Still, it’s not unanimous. Some parents argue kids need to learn to regulate tech, not just avoid it. Others want compromise, like lockers or time-limited access.
The government is listening. Education Secretary Gillian Keegan said last month that “a national conversation is underway” about phones in schools. Sources in Whitehall hint that guidelines may be formalized later this year.
What the Numbers Say—and Don’t Say
Here’s where the story gets more complicated. Not every study agrees on the impact of bans. Some researchers argue the effect is modest, or depends on implementation. Others say screen time isn’t inherently harmful—it’s how it’s used.
Still, there’s one pattern that’s hard to deny: the schools that take a firm stance tend to report better classroom engagement.
Let’s look at how performance changed at schools that introduced smartphone bans, based on 2022–2024 Ofsted reports:
School Name | Region | Phone Ban Start | Change in Performance |
---|---|---|---|
Excelsior Academy | East London | Sept 2023 | Grade C to B |
Bramhall High School | Greater Manchester | Jan 2024 | 12% rise in GCSE pass rates |
Eden Girls’ School | Birmingham | March 2023 | Improved Ofsted rating from “Good” to “Outstanding” |
That’s more than a coincidence. But there’s still work to be done to determine long-term impacts, especially across different demographics and school types.

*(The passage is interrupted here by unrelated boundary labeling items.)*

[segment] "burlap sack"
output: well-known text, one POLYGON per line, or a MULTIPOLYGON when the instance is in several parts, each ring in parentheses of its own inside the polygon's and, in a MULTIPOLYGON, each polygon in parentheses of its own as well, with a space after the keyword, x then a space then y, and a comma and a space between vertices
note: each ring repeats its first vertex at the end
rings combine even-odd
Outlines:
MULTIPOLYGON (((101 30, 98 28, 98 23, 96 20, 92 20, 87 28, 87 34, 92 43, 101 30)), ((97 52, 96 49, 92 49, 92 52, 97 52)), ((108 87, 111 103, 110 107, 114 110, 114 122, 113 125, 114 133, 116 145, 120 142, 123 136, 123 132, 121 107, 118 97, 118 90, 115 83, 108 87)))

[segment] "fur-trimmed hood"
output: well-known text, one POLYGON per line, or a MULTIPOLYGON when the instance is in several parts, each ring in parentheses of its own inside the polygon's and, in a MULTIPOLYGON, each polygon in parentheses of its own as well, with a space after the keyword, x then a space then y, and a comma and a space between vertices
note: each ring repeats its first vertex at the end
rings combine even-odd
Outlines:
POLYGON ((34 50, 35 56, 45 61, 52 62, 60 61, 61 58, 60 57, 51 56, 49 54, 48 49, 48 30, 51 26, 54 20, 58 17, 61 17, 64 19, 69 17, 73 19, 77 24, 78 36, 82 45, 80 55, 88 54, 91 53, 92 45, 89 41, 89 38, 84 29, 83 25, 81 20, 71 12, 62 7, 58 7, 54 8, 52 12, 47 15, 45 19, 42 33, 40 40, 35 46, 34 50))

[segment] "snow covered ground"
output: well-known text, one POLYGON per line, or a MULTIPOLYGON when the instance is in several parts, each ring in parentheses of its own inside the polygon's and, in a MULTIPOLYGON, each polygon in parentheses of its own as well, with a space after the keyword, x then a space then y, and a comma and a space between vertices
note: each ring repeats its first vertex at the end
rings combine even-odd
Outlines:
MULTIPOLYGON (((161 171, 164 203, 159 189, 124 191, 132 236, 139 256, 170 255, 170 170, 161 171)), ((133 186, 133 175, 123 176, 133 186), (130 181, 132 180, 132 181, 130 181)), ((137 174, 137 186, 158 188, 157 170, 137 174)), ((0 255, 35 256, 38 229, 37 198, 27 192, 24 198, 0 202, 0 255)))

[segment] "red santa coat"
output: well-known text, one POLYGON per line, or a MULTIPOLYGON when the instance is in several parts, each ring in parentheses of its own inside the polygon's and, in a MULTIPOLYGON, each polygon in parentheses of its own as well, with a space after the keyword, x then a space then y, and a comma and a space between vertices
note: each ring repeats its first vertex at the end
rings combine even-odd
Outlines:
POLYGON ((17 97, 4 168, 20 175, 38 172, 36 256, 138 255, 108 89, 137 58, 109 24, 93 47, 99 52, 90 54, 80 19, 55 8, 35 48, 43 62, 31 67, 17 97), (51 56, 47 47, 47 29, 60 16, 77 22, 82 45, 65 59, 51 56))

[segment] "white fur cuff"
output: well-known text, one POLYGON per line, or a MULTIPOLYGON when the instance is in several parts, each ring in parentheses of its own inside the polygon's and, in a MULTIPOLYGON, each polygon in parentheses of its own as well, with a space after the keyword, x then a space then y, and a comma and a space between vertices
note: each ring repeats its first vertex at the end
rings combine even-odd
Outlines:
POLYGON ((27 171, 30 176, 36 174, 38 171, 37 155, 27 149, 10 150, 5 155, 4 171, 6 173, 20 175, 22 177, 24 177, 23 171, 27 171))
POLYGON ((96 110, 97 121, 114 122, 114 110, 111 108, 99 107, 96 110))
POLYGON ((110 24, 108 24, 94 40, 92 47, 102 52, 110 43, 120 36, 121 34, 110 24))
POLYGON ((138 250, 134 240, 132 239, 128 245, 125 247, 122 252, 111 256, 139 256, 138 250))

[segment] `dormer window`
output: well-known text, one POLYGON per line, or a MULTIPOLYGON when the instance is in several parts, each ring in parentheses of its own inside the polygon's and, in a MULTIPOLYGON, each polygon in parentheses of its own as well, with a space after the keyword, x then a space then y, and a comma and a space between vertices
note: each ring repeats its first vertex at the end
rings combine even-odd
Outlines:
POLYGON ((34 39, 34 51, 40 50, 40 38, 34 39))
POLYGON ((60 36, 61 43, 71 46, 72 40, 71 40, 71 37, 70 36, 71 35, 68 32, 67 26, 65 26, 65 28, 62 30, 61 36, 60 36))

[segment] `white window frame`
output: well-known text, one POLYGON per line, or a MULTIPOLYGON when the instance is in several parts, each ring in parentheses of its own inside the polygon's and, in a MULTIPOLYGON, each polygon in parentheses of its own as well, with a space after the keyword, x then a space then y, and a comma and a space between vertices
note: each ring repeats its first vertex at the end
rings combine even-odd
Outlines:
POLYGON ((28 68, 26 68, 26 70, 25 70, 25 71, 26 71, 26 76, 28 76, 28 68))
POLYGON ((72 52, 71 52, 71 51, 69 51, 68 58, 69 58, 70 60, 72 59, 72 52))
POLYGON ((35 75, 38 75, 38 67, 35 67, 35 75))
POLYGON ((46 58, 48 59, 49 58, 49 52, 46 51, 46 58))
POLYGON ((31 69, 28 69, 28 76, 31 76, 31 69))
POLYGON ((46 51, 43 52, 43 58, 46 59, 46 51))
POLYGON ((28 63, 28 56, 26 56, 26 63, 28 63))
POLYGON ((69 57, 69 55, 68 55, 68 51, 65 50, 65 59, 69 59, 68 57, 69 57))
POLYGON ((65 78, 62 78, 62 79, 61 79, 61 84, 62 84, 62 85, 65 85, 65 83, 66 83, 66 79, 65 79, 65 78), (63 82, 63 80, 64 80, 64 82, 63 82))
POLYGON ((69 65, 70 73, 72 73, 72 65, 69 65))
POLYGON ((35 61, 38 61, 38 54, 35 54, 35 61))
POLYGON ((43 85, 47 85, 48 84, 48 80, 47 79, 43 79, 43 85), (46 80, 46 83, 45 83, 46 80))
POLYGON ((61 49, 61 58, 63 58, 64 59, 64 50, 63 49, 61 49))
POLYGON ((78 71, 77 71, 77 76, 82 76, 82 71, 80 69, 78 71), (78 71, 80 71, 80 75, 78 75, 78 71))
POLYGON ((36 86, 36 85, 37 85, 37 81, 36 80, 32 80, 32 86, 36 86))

Could the UK Be Next to Ban Phones Nationwide?
France did it back in 2018. Italy followed. Australia started rolling it out state by state. Is the UK about to join the list?
The Department for Education hasn’t gone that far—yet. But Education Secretary Keegan’s recent tone has shifted. And with the general election looming, both Labour and Conservative MPs are weighing in.
A national ban wouldn’t be simple. Questions remain about enforcement, exceptions, and cost. But there’s a growing belief that patchwork rules aren’t cutting it anymore.